Media & PR

Swings swing back again, or why you should not get excited by the next opinion poll

Don’t get excited by big movements in the opinion polls: it’s the trends that matter.

Sunday 29 March 2015 was heaven for political geeks with a love of logical puzzles. It was also a salutary warning for anyone who set great store on digital listening statistics that give percentage changes on the previous day or week.

Two opinion polls came out, the first carried out since the election ‘debate’ the previous Thursday when Cameron and Miliband appeared in back-to-back interviews and Q&A sessions on TV. One showed that Labour were four points ahead of the Tories, who in turn were four points ahead of Labour in the other.

This example of Escher Polling was a salutary illustration of the risks of paying too much attention to a single opinion poll, whose apparent movements are often caused by sampling error rather than actual shifts in opinion and whose headlines are rapidly contradicted by the next poll.

This example of how an exciting statistic is noise, rather than a meaningful insight, is an important lesson for data from outside politics too. The classic digital listening report or marketing dashboard is replete with percentage changes on the previous day or the previous week. They often trigger much discussion yet without clear presentation of the longer-term trends that clarify what is noise and what is meaning.

From poll to poll

To illustrate this, we’ve carried out some exclusive analysis of the national voting intention polls published through this Parliament – and it shows that the sensible reaction to seeing the lead shift one way between Labour and the Tories is to expect the next poll to show it shifting back.

We’ve taken a look at the full 1,179 national voting intention polls published by YouGov since the 2010 general election. (1,179 at the time of writing; it will doubtless be higher by the time you read this.)

Look at the detail

Our graph shows the change in the Conservative lead over Labour in each poll compared to both the previous and the next poll. For example, if one YouGov poll showed the Tories 3 points ahead, the next 6 points ahead and the one after 2 points ahead, the numbers we’re interested in is +3 (the change in the Tory lead between the first two) and then -4 (the change in the Tory lead between the last two).

The question is, do these example numbers – showing a swing one way being followed by a swing back – reflect what really happens?
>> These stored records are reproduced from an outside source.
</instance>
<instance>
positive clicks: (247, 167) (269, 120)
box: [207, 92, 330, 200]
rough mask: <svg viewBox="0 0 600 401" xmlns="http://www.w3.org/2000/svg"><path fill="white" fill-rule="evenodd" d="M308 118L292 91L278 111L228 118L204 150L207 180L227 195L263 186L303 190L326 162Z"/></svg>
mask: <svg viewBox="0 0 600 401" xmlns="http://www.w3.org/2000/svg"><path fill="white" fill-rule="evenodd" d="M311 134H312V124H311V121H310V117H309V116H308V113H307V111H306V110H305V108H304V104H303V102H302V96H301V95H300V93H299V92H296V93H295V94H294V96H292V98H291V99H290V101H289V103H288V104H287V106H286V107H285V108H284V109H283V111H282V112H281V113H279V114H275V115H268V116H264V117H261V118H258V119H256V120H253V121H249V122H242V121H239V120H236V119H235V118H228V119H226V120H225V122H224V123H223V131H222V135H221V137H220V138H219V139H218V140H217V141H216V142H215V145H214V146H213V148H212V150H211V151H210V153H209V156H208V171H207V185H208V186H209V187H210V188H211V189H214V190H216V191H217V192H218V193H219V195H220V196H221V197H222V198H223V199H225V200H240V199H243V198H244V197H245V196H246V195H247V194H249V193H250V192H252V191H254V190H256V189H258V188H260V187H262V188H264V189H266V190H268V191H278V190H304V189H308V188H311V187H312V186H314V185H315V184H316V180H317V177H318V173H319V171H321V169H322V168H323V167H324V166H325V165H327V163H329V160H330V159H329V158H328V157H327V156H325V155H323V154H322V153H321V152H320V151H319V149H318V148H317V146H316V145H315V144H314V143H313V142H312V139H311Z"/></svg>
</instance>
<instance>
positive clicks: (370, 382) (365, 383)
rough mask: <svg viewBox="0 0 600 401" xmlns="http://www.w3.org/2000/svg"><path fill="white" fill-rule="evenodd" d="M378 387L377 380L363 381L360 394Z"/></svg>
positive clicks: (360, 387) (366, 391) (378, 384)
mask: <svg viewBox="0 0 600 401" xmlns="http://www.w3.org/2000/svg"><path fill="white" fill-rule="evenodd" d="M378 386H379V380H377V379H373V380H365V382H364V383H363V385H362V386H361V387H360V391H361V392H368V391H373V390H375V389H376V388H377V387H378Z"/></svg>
In short – yes. Or in numbers – the correlation between the changes in one poll and the next is large and negative, at -0.51.

If a poll shows a big swing to one party’s lead, then the experience of this Parliament is to expect, on average, a swing back of half that straight away in the next poll.

Hence the picture in the graph, with the trend line going from top left to bottom right, reflecting how the reaction to a poll showing a movement one way is for the next to show a movement back.

Graph showing how a swing one way in a YouGov poll is usually followed by a swing back in the next

The reasons for dampening your excitement when the poll movements are big are even greater.

On 176 occasions YouGov scored a 4 points or greater move in the lead between Labour and the Conservatives. Yet on only 45 occasions – just 1 time in 4 – was the difference still at least 4 points or greater once the next YouGov poll appeared. Indeed, it’s twice as likely – 91 occasions – for the second poll to return things to within a point of the first poll.

As the trend line shows, the bigger the swing one way, the bigger the expected swing back the next.

Moreover, there’s very little evidence of movement generating momentum – hence the paucity of bubbles in the top right or bottom left corners of the graph. If one YouGov poll showed a move in the lead one way, the next was more than two-and-a-half times as likely to show movement back the other way rather than further movement in the same direction.

Or in other words – beware the noise and look at the trend, as the apparent initial movement is rarely sustained.

Long-term trends

Likewise, outside of politics real insight comes from understanding the long-term trends, especially when other factors such as the changing seasons add another layer of potential confusion.

For example, one of Blue Rubicon’s clients’ website traffic comes more heavily from mobiles during the summer than in the winter. If you only focus on the immediate changes in data this leads to a series of excitable updates in the spring about how mobile access is growing, followed a few months later by an intriguingly counter-intuitive apparent trend of mobile access shrinking during the autumn. It’s only when you step back, look over the whole year and compare it with previous years that the real picture emerges.

Understand the trend, not just the latest data point – that’s good advice both for election watchers and for brands.